In response to the European rule, the US hushkit industry, backed by the US Government, has mounted a determined onslaught on what it regards as a negation of the Chapter III procedures agreed at ICAO and, as such, a blatant infringement of trade rules.

The EU's response has been to approve the regulation, but to push back the cut-off date to 4 May next year, effectively allowing an extra 12 months for aircraft to establish a "prior history" of European operation. Ireland-based Ryanair, which intends to use 20 of its Boeing 737-200s well beyond ICAO's 1 April, 2002, deadline, is in the process of fitting Nordam hushkits to bring them up to Chapter III standards.

The apparent calm at the moment should not be interpreted as a truce. Mark Atwood of Washington DC-based lawyers Sher and Blackwell says the USA - which will ban Chapter II aircraft from 1 January, 2000 - regards the hushkits issue as a fully fledged trade dispute that it intends to fight with every weapon at its disposal. Sher and Blackwell represents hushkit manufacturers DuganAir, Burbank Aeronautical and the ABS Partnership.

Sher and Blackwell says that EC delay in finalising a decision is as bad as implementing it, because customers are being deterred from placing orders for fear of what Europe might do. "As far as my clients are concerned, the worst of all possible worlds is to keep moving the rule back a year," he says.

Environmental high ground

Sher and Blackwell's clients had stands at the Paris air show, says Atwood, and orders were placed or interest shown from around the world except Europe. This, as far as the US industry is concerned, is evidence of the European trade restriction's effectiveness.
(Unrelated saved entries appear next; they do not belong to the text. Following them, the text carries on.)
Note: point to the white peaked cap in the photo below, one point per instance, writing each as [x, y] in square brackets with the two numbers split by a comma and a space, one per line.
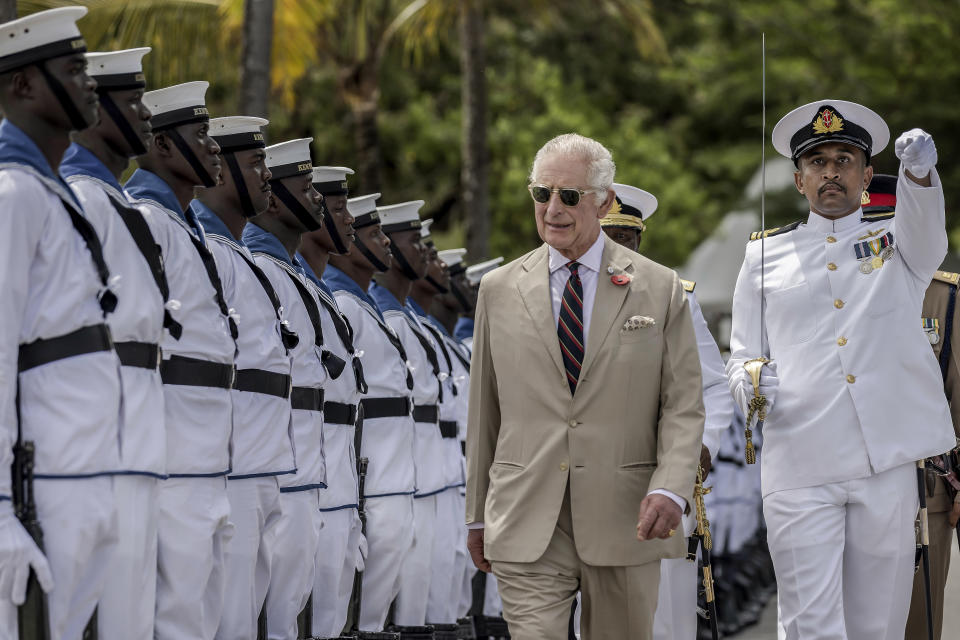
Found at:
[403, 213]
[289, 152]
[477, 271]
[179, 96]
[331, 174]
[40, 29]
[452, 257]
[425, 228]
[362, 205]
[108, 63]
[230, 125]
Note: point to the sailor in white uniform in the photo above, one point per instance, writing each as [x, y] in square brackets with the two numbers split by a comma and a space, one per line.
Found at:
[342, 543]
[261, 444]
[197, 369]
[401, 223]
[388, 427]
[855, 395]
[92, 167]
[59, 374]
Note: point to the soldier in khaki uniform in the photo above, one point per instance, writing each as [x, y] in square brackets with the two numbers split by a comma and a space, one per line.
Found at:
[940, 323]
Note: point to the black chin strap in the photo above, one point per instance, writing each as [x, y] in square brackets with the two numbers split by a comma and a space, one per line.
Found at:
[205, 178]
[246, 204]
[295, 206]
[76, 118]
[135, 142]
[374, 260]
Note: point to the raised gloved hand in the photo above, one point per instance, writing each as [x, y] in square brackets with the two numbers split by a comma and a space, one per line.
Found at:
[18, 553]
[769, 384]
[917, 152]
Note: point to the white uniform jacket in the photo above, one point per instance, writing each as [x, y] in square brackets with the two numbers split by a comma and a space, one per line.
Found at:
[137, 318]
[860, 390]
[198, 419]
[49, 287]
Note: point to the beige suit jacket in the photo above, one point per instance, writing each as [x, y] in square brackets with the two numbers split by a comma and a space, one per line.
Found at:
[634, 424]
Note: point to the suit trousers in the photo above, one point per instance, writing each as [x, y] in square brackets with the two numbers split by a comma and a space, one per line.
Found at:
[618, 601]
[389, 541]
[78, 522]
[335, 565]
[129, 600]
[291, 572]
[255, 512]
[193, 530]
[843, 554]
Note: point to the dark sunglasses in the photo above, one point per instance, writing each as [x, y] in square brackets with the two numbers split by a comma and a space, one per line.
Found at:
[569, 196]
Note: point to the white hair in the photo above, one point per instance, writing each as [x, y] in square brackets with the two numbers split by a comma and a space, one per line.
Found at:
[599, 161]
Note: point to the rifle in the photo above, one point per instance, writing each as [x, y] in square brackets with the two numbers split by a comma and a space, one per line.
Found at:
[33, 619]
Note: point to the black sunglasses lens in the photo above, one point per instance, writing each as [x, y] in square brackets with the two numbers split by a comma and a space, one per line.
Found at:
[569, 197]
[540, 194]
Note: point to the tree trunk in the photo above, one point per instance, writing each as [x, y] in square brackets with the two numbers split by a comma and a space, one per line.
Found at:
[473, 172]
[257, 45]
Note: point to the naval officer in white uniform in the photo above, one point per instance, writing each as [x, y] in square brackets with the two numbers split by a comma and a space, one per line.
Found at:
[855, 393]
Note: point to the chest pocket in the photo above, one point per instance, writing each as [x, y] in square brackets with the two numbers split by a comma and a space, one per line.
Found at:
[788, 318]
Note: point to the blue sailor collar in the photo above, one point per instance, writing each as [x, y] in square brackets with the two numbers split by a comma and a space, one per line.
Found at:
[78, 160]
[211, 222]
[463, 329]
[16, 147]
[339, 281]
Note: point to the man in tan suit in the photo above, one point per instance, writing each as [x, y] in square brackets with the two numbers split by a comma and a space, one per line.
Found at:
[586, 414]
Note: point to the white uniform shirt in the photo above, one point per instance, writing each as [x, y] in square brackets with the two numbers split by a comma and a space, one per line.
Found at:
[262, 440]
[388, 443]
[860, 391]
[198, 419]
[137, 318]
[70, 407]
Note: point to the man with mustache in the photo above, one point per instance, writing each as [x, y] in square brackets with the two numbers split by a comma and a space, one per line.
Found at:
[197, 367]
[854, 397]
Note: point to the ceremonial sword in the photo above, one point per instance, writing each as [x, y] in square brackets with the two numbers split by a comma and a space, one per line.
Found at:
[758, 404]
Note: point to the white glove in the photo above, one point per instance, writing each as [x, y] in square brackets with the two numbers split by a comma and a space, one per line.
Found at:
[769, 384]
[916, 151]
[18, 553]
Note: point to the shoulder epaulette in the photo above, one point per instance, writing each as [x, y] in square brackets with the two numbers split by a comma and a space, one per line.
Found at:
[875, 217]
[948, 277]
[756, 235]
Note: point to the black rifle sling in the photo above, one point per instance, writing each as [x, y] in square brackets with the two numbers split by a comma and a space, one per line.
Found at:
[150, 250]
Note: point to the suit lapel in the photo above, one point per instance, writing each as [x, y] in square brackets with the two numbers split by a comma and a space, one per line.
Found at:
[608, 301]
[534, 286]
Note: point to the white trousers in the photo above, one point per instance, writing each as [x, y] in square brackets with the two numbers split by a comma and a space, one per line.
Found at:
[389, 542]
[193, 530]
[843, 555]
[335, 565]
[291, 571]
[446, 565]
[416, 572]
[255, 512]
[77, 518]
[676, 615]
[129, 599]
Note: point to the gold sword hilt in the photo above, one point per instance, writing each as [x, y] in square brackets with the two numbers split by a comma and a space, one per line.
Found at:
[757, 406]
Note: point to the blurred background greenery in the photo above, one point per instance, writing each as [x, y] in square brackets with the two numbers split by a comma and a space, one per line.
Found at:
[448, 100]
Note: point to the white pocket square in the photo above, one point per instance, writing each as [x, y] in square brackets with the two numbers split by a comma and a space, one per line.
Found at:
[638, 322]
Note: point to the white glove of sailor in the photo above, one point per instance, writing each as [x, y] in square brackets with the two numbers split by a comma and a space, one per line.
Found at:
[917, 152]
[769, 384]
[18, 553]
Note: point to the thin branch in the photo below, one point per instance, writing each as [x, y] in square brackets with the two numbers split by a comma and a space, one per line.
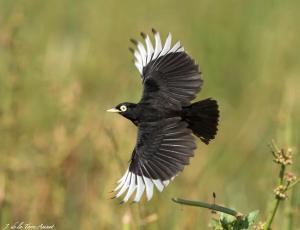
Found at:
[214, 207]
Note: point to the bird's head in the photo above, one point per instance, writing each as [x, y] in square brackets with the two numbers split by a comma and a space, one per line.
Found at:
[125, 109]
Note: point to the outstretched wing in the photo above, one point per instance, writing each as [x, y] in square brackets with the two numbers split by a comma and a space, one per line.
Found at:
[169, 74]
[163, 149]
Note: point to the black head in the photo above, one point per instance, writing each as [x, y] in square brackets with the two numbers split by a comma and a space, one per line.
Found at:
[127, 110]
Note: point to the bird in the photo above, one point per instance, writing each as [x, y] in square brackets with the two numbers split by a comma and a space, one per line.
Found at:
[167, 121]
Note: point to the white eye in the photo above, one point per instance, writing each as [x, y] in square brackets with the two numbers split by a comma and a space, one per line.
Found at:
[123, 108]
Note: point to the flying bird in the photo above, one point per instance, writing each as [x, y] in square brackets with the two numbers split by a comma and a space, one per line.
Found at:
[165, 117]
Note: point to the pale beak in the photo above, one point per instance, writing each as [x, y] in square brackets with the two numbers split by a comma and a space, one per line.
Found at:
[113, 110]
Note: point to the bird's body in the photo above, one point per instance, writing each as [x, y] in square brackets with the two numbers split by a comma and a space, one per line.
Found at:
[165, 117]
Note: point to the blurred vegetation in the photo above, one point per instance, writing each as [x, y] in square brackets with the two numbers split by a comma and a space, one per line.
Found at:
[63, 63]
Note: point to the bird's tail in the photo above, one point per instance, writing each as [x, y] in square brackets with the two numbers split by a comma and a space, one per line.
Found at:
[202, 118]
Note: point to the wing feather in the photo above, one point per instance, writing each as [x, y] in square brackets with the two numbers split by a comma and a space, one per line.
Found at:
[163, 149]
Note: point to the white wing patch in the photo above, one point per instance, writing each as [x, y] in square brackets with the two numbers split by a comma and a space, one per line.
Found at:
[145, 54]
[131, 182]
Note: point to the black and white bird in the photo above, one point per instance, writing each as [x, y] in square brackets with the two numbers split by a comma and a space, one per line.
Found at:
[165, 117]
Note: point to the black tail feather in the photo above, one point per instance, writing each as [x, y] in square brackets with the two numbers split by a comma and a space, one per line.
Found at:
[203, 118]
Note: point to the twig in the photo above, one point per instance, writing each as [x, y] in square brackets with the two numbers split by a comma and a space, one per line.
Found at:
[214, 207]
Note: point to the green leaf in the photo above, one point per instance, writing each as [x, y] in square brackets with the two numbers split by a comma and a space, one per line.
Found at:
[251, 217]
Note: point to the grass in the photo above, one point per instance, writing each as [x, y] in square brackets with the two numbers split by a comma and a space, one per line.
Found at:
[63, 63]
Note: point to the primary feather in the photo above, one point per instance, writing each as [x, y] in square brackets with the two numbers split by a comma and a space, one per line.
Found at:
[164, 143]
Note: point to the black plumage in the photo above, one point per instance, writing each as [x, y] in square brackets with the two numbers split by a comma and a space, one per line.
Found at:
[165, 117]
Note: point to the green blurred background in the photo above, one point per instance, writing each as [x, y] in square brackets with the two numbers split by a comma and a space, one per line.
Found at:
[63, 63]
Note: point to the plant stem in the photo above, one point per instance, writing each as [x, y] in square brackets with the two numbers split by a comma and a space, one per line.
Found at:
[276, 202]
[214, 207]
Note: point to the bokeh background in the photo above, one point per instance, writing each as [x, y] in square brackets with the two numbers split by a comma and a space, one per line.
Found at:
[63, 63]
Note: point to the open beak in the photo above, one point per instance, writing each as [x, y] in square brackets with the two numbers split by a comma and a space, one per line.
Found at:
[113, 110]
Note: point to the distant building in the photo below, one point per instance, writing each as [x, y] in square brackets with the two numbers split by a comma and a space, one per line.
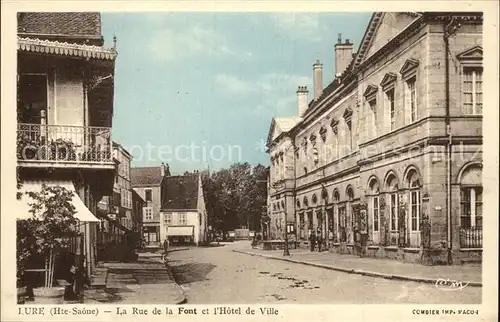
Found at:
[387, 159]
[116, 209]
[147, 182]
[137, 217]
[183, 216]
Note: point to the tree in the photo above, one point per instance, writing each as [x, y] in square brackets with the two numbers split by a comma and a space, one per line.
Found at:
[235, 196]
Comparing Europe and the US' cases, it is apparent that the EC has carefully positioned its battle lines on the environmental moral high ground and is using as its weaponry the procedures and small print in numerous rulemaking processes. Meanwhile, the USA has drawn up powerful artillery in the form of the ICAO Chapter III agreement and the concept of respect for international treaties like the ICAO Chicago Convention.

To establish its environmental high ground, the EC laments that the standards for Chapter III were drawn up in 1977 and alleges that "between 1992 and 1998 the USA blocked all progress on the noise issue within the ICAO Committee on Aviation Environmental Protection." Atwood says the EC was aiming for "a Chapter three-and-a-half, which does not exist".

The EC volleys back using the small print. When the ICAO drew up the Chapter III standard, the EC says, it was intended to be a noise measure to certificate new aircraft types, not the "recertification of aircraft already in operation". Sher and Blackwell says this assertion is wrong. The EC says, however, that the USA uses noise measurements and procedures in certificating hushkits as Chapter III which differ from those required by ICAO and some equipment requires additional restrictions such as maximum payload and restricted aircraft flap settings to comply.

If the USA wins the argument, most of the damage to possible trade prospects in and around Europe will have been done. The EC, however, would be castigated by the European environmental lobby for "climbing down". Also, the USA has stalled ICAO Chapter IV negotiations, so the powerful European environmental lobby would have gained two more weapons to use against air transport. As a final act of retaliation, the USA may yet revoke the Aerospatiale/British Aerospace Concorde's rights to fly to its airports because of its own noise regulations.